Ibnu Taimiyyah mempunyai pendapat lain. Ia berkata, “Wajib mencuci pakaian yang terkena nanah beku dan nanah yang bercampur darah. Hal ini disebabkan tidak adanya dalil yang menjelaskan tentang hukum kenajisannya.” Meskipun demikian, kita harus selalu berusaha semaksimal mungkin untuk menghindari benda-benda tersebut.
3. Daging babi
Allah swt. berfirman,
“…atau daging babi, karena sesungguhnya semua itu kotor…” (Al-An‘ām [6]: 145)
Dengan kata lain, semua yang disebutkan dalam ayat ini merupakan sesuatu yang menjijikkan dan tidak disenangi oleh kebanyakan orang. Kata ganti “Hu” (dia) dalam ayat di atas kembali pada ketiga jenis benda yang telah disebut sebelumnya, yaitu bangkai, darah yang mengalir dan daging babi.
Menurut pendapat ulama yang kuat, bulu babi boleh dijadikan untuk benang jahit.
4. Muntah, air kencing, kotoran manusia
Para ulama sepakat bahwa semua benda di atas (muntah, air kencing, dan kotoran manusia pada umumnya) adalah najis. Tapi untuk muntah yang sedikit, ia masih dimaafkan. Begitu juga halnya dengan kencing bayi laki-laki yang hanya meminum air susu ibu (ASI), cara membersihkannya cukup dengan memercikkan air.
Adapun dalilnya adalah hadits Ummu Qais ra., “Dia pernah mendatangi Rasulullah saw. dengan membawa bayi laki-lakinya yang belum memakan makanan apapun. Saat itu, sang bayi kencing di pangkuan beliau. Lalu Rasulullah saw. meminta air dan memercikkannya (an-Nadhu) pada pakaian yang terkena kencing bayi.”

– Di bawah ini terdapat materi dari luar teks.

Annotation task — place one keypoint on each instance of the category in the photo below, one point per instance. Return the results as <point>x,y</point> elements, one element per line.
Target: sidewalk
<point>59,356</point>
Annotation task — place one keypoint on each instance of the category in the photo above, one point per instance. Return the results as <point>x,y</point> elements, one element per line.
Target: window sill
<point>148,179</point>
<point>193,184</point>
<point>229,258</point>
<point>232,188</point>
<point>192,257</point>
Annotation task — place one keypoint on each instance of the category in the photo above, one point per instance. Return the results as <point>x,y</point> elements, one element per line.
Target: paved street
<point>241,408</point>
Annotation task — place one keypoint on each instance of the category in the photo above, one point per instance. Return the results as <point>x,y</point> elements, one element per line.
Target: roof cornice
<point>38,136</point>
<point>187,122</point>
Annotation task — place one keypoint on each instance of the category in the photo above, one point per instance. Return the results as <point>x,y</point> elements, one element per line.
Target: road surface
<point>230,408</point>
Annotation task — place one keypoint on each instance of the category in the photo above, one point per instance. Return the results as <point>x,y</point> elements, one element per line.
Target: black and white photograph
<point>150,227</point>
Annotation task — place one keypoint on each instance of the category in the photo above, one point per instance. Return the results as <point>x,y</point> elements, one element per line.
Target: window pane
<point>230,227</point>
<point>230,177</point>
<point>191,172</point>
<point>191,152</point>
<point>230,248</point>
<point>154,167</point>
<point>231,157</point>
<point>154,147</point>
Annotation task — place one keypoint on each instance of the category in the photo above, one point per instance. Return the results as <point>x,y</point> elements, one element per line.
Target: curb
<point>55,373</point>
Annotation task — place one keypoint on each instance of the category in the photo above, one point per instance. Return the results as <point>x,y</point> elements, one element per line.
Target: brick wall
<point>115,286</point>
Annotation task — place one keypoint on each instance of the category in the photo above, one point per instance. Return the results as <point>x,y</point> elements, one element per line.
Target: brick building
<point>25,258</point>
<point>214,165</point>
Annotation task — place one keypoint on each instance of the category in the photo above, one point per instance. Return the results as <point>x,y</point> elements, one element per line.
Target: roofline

Ali ra. berkata, Rasulullah saw. bersabda,
“Kencing bayi laki-laki cukup dipercikkan air padanya, sedangkan kencing bayi perempuan hendaknya dicuci.”
Qatadah berkata, “Kondisi yang sedemikian itu, selama bayi belum diberi makan. Tetapi, jika sudah diberi makan sebagaimana layaknya orang dewasa, maka (tempat yang terkena kencingnya) wajib dicuci.” HR Ahmad.
Redaksi hadits di atas sesuai dengan riwayat Imam Ahmad dan Ashhāb as-Sunan kecuali Nasai. Al-Hafidz Ibnu Hajar mengatakan dalam kitab Fath al-Bāri, sanad hadits ini sahih.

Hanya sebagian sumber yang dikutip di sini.